La bataille de Gergovie... Gergovie, c’est Le Crest
par Emile Mourey
lundi 3 mars 2025
La bataille de Gergovie, texte de Jules César, traduction et interprétation : Emile Mourey, Lt-colonel en retraite, carrière courte, 92 ans, d’origine saint-cyrienne, scolarité classique (latin). Dictionnaire latin préféré : le Gaffiot. Auteur de plusieurs ouvrages d’Histoire qui dérangent. Un latiniste comme il n’en existe plus guère dans la société militaire française contemporaine.Revue Le Casoar, avril 1994.
Venant du nord par l'itinéraire normal qui mène à l'Auvergne, César arrive en vue de Gergovie. Sa cavalerie est en avant-garde. Il s'empare du point haut d'Orcet et y établit son PC d'observation et de commandement. Après un petit combat de cavalerie "facile", il établit son grand camp en contre-bas.
César venait du Nord. Il descendait plein sud. Comme tout bon militaire, il se déplace de points forts du terrain en points forts du terrain. C'est la montagne de Flavigny dont il s'est emparée en arrivant à Alésia. C'est de là qu'il avait étudié la situation, qu'il avait décidé d'en faire le siège. C'est au pied de la position conquise et sous sa protection qu'il avait installé son grand camp K (DBG VII, 69). À Gergovie, le scénario ne peut être que le même. C'est la butte d'Orcet dont il s'empare.
C'est de là qu'il fait son observation et qu’il décide de sa manoeuvre. C'est à son pied que son grand camp s'installe... Venant du nord par l'itinéraire normal qui mène à l'Auvergne, César arrive en vue de Gergovie (De Bello Gallico, VII, 36, 1). Sa cavalerie est en avant-garde. Après un combat de cavalerie "léger", il établit son grand camp au pied de la butte d'Orcet et y installe ses légions.
Déjà, à partir de là, on aurait dû comprendre que la cavalerie gauloise n'était pas déployée en avant du plateau dit de Gergovie, mais en avant de la ligne de hauteurs d'après : la montagne de La Serre.

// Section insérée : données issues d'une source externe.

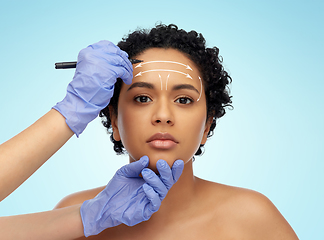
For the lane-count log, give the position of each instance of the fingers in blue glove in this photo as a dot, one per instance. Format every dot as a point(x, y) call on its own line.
point(135, 168)
point(153, 197)
point(177, 169)
point(155, 182)
point(112, 54)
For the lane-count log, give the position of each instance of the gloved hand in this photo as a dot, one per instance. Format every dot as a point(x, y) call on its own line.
point(128, 198)
point(98, 67)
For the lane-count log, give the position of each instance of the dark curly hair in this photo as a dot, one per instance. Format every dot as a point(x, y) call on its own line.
point(208, 61)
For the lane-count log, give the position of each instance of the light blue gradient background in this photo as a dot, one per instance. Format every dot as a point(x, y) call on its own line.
point(272, 141)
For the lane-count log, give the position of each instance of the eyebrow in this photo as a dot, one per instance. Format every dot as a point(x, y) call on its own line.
point(142, 85)
point(151, 86)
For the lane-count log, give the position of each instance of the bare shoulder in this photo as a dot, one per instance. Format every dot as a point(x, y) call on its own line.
point(78, 197)
point(247, 213)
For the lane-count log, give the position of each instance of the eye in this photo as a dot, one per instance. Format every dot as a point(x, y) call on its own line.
point(142, 99)
point(184, 100)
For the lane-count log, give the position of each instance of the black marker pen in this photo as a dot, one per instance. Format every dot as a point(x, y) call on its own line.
point(66, 65)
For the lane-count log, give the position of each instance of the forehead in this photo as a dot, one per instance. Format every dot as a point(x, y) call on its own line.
point(163, 62)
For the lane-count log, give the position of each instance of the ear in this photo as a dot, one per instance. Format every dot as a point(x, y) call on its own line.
point(114, 123)
point(207, 128)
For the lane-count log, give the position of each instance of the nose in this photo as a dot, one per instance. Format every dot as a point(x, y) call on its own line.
point(163, 114)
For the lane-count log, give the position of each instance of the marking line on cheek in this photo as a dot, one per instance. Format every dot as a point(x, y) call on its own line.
point(200, 89)
point(163, 70)
point(143, 63)
point(160, 81)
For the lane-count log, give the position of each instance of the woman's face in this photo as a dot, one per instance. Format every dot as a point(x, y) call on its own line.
point(162, 114)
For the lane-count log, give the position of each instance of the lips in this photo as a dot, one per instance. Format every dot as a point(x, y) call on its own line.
point(162, 141)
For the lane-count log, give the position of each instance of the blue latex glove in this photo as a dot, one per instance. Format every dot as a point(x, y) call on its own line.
point(128, 198)
point(98, 67)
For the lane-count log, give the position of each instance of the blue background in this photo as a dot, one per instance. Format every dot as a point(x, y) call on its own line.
point(272, 141)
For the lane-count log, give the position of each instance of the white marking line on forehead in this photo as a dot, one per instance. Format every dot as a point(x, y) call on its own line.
point(143, 63)
point(161, 81)
point(200, 89)
point(166, 84)
point(163, 70)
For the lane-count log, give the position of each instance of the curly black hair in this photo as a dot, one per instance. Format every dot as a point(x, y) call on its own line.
point(215, 79)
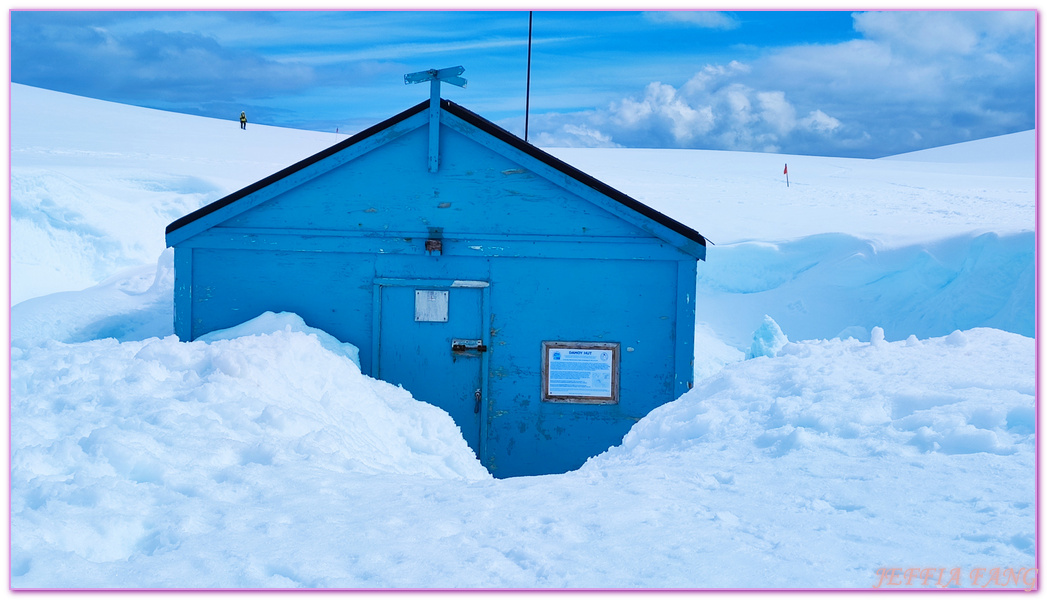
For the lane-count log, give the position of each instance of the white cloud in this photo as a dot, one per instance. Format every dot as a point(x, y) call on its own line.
point(900, 88)
point(820, 123)
point(705, 19)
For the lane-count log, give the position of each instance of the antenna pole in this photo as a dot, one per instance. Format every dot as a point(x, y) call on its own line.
point(527, 105)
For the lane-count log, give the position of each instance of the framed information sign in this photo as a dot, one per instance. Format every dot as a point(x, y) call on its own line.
point(583, 372)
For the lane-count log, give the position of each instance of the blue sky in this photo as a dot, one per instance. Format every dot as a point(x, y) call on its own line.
point(823, 83)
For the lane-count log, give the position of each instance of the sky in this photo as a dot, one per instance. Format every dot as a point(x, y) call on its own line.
point(829, 83)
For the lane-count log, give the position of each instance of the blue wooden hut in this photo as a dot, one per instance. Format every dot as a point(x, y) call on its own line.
point(546, 311)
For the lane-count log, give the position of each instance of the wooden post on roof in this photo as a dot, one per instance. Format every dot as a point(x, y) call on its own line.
point(450, 75)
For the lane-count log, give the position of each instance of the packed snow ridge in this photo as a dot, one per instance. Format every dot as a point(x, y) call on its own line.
point(883, 424)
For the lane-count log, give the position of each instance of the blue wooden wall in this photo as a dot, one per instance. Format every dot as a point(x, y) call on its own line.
point(526, 260)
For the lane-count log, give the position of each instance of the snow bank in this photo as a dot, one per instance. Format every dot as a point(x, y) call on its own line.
point(269, 323)
point(830, 285)
point(131, 306)
point(93, 190)
point(839, 458)
point(128, 448)
point(266, 461)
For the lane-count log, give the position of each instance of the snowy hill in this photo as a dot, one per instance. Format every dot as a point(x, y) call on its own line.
point(885, 419)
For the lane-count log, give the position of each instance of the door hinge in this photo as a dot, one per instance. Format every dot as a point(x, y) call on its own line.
point(468, 345)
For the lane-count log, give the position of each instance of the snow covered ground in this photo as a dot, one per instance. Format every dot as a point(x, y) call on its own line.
point(882, 432)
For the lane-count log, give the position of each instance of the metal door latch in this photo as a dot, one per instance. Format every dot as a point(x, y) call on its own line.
point(467, 345)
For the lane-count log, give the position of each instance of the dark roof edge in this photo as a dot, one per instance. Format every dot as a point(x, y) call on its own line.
point(574, 173)
point(222, 202)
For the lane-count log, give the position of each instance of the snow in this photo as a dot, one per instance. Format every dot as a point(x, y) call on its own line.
point(884, 425)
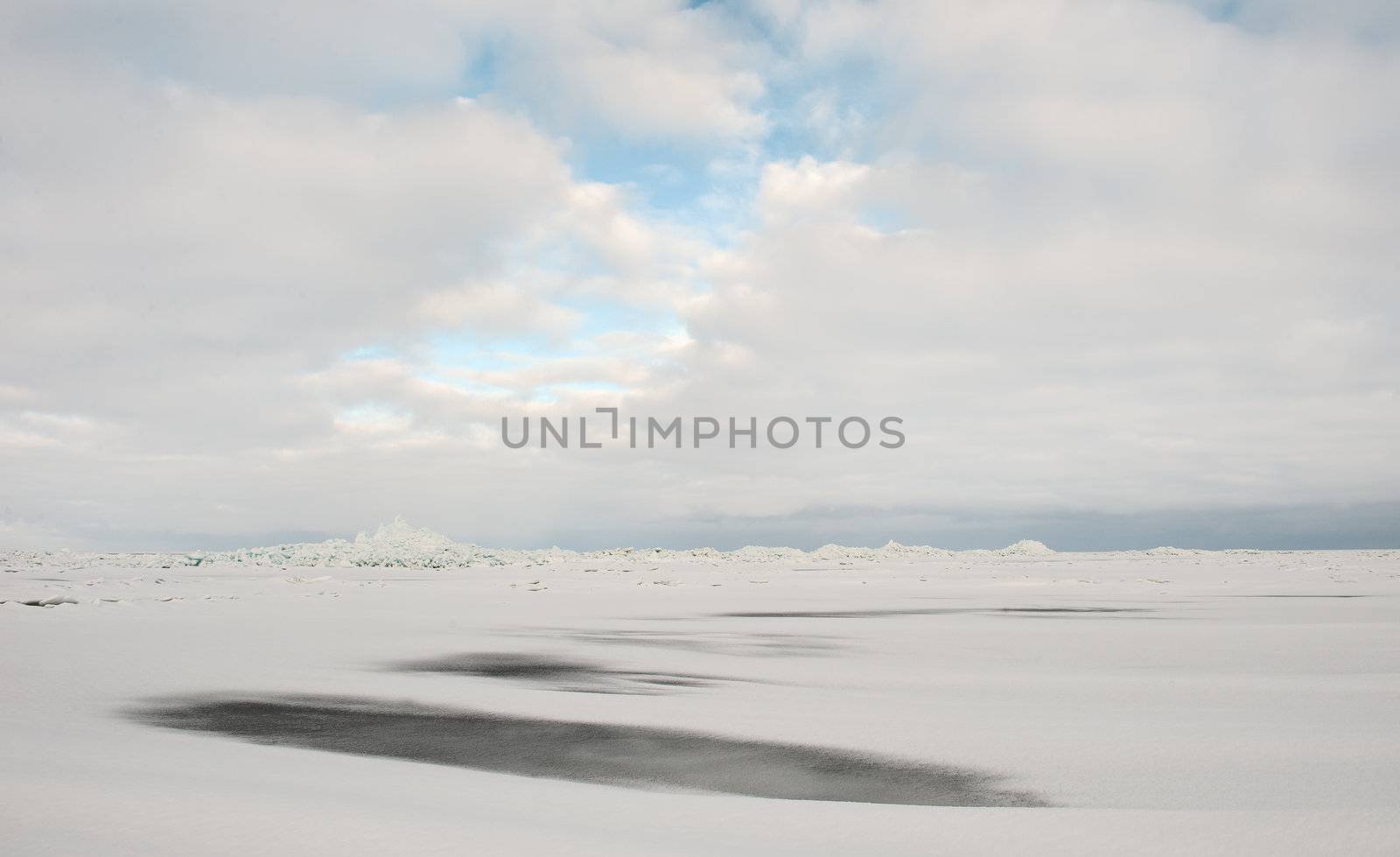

César voit la ville (urbs) "posée" sur un ‘’mons très haut", difficile d'accès. Il s'agit de la ville du Crest toujours existante. Vercingétorix avait installé ses camps sur le mont, près et en avant de l’oppidum (prope). L’oppidum, c’est la haute fortification dont on voit la dernière tour qui se dresse au sommet, surplombant la ville ; mais cela désigne aussi tout le plateau de La Serre défendu naturellement par ses flancs abrupts. Séparés par un simple intervalle, les camps sont autour du chef arverne (Vercingétorix étant sur le point haut). Toutes les pentes de la ligne de crête sont occupées, horrible spectacle (horribilem speciem)... En face, il y a une (collis), là d’où est prise la photo. Dans le langage militaire de César, ‘’collis’’, est une pente. Il comprend que la ville gauloise du Crest - véritable Gergovie - protège son flanc nord en tenant la position fortifiée de La Roche-Blanche, (DBG VII,37,6).
Dans le silence de la nuit, César sort de ses grands camps et avant qu'on ne puisse venir les secourir de l'oppidum, il déloge les Gaulois de la position.
Maître de la place (en bas, à gauche), il y installe deux légions. Il relie les grands camps aux petits camps (de ces deux légions) par un double fossé de douze pieds de large, en sorte que même les hommes isolés peuvent y circuler librement à l'abri d'une attaque soudaine de l'ennemi (DBG.VII, 37, 7). Ce double fossé a été retrouvé, mais on a cru que c'était pour attaquer le plateau de Gergovie des archéologues, direction Nord, alors que c'était pour attaquer Le Crest, direction sud. Incroyable ! On n'a même pas envisagé cette possibilité !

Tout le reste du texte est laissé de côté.